Some parents are often hesitant to open a 529 plan for their children because college seems so far away. Beyond that, the prevailing belief among many families is that they will be able to pay for college through financial aid and scholarships.
There’s a lot to love about scholarships. Unlike student loans, the money awarded doesn’t need to be repaid. A student’s chances of winning a full ride to college is slim, however, with financial aid experts estimating only 20,000 students a year nationwide receive full scholarships.
What does that mean for your family? Scholarships can help fill some gaps when a family hasn’t saved enough to cover the entire college price tag. So even though there’s a chance your child may be awarded a partial or full scholarship in the future, that doesn’t mean you should rule out saving through a 529 plan.
- There’s always graduate school. A child who earns a scholarship may decide to go on to graduate school and might need help paying. According to a New America Foundation study, the median combined student loan balance for those who earned a graduate degree was $57,600. Saving in advance and then using funds from a 529 account will likely reduce your child’s potential debt burden.
- You can use a 529 plan to pay for more than tuition. If your child receives enough scholarship support to pay for tuition and fees, you can still make tax-free withdrawals from your 529 plan to cover the cost of books, required supplies and equipment, some room and board, and many other qualified higher education expenses.
- You can transfer the account to another family member. An account can be changed at any time to another qualifying member of the family without tax consequences, whether that be a younger sibling, parent, grandparent, niece or nephew, etc. Plus, with the tax reform law in 2018, 529 plans now can also be used to pay for some tuition at public, private and religious K-12 schools.
Or, you can use the savings to continue your own education.
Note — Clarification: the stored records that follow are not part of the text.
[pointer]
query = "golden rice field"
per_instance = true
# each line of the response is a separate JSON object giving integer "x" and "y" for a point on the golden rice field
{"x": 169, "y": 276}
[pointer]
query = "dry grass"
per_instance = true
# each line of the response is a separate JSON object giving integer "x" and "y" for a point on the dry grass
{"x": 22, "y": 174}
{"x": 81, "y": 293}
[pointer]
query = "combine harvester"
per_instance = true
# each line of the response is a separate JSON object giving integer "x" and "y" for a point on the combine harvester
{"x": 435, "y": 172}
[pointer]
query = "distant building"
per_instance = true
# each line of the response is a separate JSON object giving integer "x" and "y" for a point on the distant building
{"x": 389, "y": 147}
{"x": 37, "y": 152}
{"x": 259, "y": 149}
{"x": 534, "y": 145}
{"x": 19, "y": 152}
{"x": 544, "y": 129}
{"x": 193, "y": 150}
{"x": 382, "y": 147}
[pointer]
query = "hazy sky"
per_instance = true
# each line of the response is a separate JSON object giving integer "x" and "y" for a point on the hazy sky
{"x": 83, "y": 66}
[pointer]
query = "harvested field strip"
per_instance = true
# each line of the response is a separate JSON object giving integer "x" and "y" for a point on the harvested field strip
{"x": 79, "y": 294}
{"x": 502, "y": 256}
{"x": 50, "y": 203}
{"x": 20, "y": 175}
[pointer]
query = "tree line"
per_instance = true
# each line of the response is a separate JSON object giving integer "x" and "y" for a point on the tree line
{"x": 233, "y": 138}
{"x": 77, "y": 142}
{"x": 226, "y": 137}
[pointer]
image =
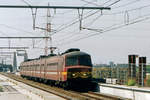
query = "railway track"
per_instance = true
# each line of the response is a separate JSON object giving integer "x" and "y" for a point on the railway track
{"x": 66, "y": 94}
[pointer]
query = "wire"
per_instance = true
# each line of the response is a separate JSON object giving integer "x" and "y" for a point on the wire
{"x": 90, "y": 2}
{"x": 109, "y": 29}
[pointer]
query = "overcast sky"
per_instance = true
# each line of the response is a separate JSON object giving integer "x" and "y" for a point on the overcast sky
{"x": 123, "y": 30}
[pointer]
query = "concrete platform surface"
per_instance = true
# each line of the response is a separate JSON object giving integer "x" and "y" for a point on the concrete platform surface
{"x": 13, "y": 90}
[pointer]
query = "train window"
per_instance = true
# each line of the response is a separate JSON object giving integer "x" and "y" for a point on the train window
{"x": 72, "y": 61}
{"x": 84, "y": 60}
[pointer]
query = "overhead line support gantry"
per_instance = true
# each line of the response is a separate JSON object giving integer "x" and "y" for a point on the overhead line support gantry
{"x": 54, "y": 7}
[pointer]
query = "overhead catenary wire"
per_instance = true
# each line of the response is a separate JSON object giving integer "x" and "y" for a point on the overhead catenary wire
{"x": 137, "y": 20}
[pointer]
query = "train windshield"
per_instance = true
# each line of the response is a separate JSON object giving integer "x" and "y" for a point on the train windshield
{"x": 84, "y": 60}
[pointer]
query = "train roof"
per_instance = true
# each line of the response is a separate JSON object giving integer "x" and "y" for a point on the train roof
{"x": 69, "y": 52}
{"x": 74, "y": 53}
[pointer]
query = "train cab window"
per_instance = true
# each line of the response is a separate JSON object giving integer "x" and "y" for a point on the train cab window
{"x": 84, "y": 60}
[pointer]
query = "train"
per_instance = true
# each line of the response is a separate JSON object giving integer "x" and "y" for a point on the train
{"x": 72, "y": 66}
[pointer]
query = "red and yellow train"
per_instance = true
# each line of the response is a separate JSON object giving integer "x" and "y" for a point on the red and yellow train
{"x": 69, "y": 67}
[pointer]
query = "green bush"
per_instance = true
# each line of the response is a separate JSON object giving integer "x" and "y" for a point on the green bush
{"x": 148, "y": 82}
{"x": 131, "y": 82}
{"x": 1, "y": 89}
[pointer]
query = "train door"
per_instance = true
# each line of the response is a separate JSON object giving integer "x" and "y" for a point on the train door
{"x": 60, "y": 68}
{"x": 45, "y": 68}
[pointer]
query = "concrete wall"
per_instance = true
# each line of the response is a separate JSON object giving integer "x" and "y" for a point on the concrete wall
{"x": 134, "y": 93}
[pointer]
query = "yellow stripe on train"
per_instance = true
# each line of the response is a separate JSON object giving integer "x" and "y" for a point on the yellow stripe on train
{"x": 64, "y": 73}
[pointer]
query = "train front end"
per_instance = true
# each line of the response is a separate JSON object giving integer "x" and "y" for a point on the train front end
{"x": 78, "y": 66}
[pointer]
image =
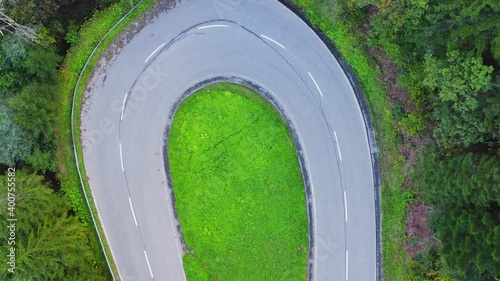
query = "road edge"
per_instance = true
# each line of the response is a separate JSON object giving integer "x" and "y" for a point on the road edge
{"x": 368, "y": 121}
{"x": 293, "y": 132}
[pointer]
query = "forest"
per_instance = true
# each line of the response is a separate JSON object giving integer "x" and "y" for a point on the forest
{"x": 440, "y": 61}
{"x": 436, "y": 63}
{"x": 54, "y": 240}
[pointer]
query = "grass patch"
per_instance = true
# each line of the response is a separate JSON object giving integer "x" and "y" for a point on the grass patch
{"x": 239, "y": 191}
{"x": 91, "y": 33}
{"x": 395, "y": 200}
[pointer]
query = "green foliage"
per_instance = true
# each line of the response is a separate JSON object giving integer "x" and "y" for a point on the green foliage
{"x": 72, "y": 35}
{"x": 16, "y": 143}
{"x": 413, "y": 124}
{"x": 239, "y": 192}
{"x": 465, "y": 190}
{"x": 460, "y": 82}
{"x": 394, "y": 201}
{"x": 90, "y": 33}
{"x": 50, "y": 243}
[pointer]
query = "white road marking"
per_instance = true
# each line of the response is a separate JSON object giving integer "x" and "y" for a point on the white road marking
{"x": 346, "y": 265}
{"x": 345, "y": 205}
{"x": 272, "y": 40}
{"x": 121, "y": 157}
{"x": 123, "y": 106}
{"x": 149, "y": 266}
{"x": 133, "y": 212}
{"x": 154, "y": 52}
{"x": 314, "y": 80}
{"x": 338, "y": 147}
{"x": 213, "y": 25}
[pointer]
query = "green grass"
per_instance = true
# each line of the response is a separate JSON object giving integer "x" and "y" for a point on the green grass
{"x": 394, "y": 200}
{"x": 239, "y": 192}
{"x": 91, "y": 32}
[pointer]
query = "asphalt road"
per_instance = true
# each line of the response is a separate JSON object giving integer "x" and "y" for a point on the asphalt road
{"x": 127, "y": 109}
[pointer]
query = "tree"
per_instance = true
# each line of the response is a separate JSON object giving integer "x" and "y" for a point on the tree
{"x": 460, "y": 82}
{"x": 51, "y": 244}
{"x": 16, "y": 143}
{"x": 9, "y": 25}
{"x": 465, "y": 191}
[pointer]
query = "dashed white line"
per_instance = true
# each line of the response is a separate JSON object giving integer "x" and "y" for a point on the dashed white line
{"x": 133, "y": 212}
{"x": 274, "y": 41}
{"x": 123, "y": 106}
{"x": 213, "y": 25}
{"x": 316, "y": 84}
{"x": 149, "y": 266}
{"x": 346, "y": 265}
{"x": 338, "y": 146}
{"x": 121, "y": 157}
{"x": 154, "y": 52}
{"x": 345, "y": 205}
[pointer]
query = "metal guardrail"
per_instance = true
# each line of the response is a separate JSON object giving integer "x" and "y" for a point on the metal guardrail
{"x": 74, "y": 138}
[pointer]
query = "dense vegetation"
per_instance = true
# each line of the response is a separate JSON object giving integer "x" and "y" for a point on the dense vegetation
{"x": 36, "y": 86}
{"x": 50, "y": 242}
{"x": 238, "y": 188}
{"x": 438, "y": 63}
{"x": 465, "y": 190}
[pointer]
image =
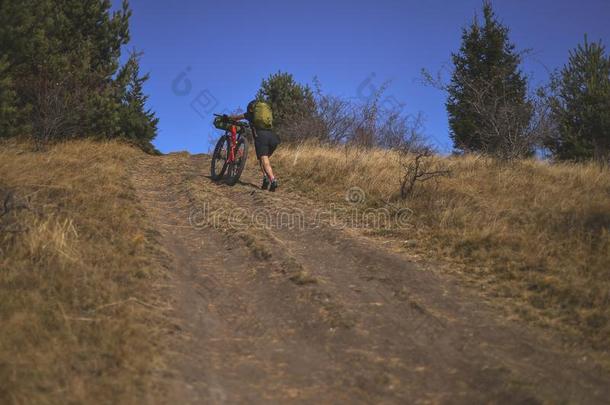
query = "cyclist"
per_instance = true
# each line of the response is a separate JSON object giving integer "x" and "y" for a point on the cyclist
{"x": 258, "y": 114}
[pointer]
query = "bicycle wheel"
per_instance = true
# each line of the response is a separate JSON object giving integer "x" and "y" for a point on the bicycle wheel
{"x": 235, "y": 169}
{"x": 219, "y": 158}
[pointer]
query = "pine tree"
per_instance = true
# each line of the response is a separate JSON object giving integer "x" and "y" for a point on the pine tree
{"x": 581, "y": 105}
{"x": 289, "y": 100}
{"x": 487, "y": 104}
{"x": 137, "y": 123}
{"x": 8, "y": 110}
{"x": 64, "y": 60}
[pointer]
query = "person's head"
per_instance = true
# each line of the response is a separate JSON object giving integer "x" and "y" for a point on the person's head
{"x": 251, "y": 105}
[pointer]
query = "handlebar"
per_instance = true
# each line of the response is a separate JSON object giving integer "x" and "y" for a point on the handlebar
{"x": 233, "y": 122}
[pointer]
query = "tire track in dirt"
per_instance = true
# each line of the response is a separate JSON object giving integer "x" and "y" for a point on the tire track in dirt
{"x": 330, "y": 317}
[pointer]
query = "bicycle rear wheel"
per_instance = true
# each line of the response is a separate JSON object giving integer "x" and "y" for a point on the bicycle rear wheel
{"x": 219, "y": 158}
{"x": 235, "y": 169}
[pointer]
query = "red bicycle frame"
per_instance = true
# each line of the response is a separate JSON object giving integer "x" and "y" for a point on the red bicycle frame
{"x": 231, "y": 158}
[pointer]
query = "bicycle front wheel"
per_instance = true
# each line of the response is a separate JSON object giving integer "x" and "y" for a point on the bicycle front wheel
{"x": 220, "y": 158}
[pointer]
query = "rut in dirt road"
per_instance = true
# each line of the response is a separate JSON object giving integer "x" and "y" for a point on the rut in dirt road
{"x": 316, "y": 314}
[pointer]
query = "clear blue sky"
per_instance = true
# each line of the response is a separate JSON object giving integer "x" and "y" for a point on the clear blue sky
{"x": 224, "y": 49}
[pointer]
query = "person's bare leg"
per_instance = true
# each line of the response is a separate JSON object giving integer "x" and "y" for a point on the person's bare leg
{"x": 266, "y": 166}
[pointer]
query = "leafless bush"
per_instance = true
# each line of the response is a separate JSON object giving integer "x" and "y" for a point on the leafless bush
{"x": 418, "y": 168}
{"x": 340, "y": 121}
{"x": 506, "y": 128}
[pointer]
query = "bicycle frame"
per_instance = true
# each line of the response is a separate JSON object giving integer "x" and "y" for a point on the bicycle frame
{"x": 233, "y": 137}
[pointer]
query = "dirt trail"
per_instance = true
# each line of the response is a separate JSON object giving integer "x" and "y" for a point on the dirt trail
{"x": 314, "y": 314}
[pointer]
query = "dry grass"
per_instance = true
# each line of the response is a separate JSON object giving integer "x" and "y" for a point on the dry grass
{"x": 78, "y": 313}
{"x": 535, "y": 234}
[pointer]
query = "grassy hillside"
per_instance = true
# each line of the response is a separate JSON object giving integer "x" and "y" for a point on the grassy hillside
{"x": 78, "y": 314}
{"x": 535, "y": 234}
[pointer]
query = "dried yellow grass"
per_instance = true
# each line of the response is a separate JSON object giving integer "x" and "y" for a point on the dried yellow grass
{"x": 532, "y": 233}
{"x": 79, "y": 319}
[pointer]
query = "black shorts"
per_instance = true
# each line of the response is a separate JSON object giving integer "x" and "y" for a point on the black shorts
{"x": 265, "y": 143}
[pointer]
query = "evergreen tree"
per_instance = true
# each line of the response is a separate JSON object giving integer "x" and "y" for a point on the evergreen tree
{"x": 137, "y": 123}
{"x": 8, "y": 111}
{"x": 487, "y": 103}
{"x": 64, "y": 60}
{"x": 581, "y": 105}
{"x": 290, "y": 101}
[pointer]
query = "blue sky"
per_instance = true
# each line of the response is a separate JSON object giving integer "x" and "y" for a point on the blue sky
{"x": 210, "y": 56}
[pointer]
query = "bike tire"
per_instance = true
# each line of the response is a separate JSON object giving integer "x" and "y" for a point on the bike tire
{"x": 235, "y": 170}
{"x": 220, "y": 156}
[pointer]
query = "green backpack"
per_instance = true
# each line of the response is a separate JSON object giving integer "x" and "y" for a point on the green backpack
{"x": 262, "y": 115}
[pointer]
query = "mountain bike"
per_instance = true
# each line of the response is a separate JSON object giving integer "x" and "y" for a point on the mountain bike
{"x": 231, "y": 151}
If you’re looking to take your career to the next level, or transition into a new field, 529 plans can be used at any eligible educational institution, including community colleges and vocational schools.
- The money you save is always yours. A primary benefit of using a 529 plan is that your money grows federal income and Virginia state income tax-free, and the withdrawals are also tax-free as long as they are used to pay for qualified higher education expenses. Should your student receive a scholarship, the money you saved is still yours and you can withdraw the funds up to the amount of the tax-free scholarship, penalty-free (but you may have to pay income tax on the earnings).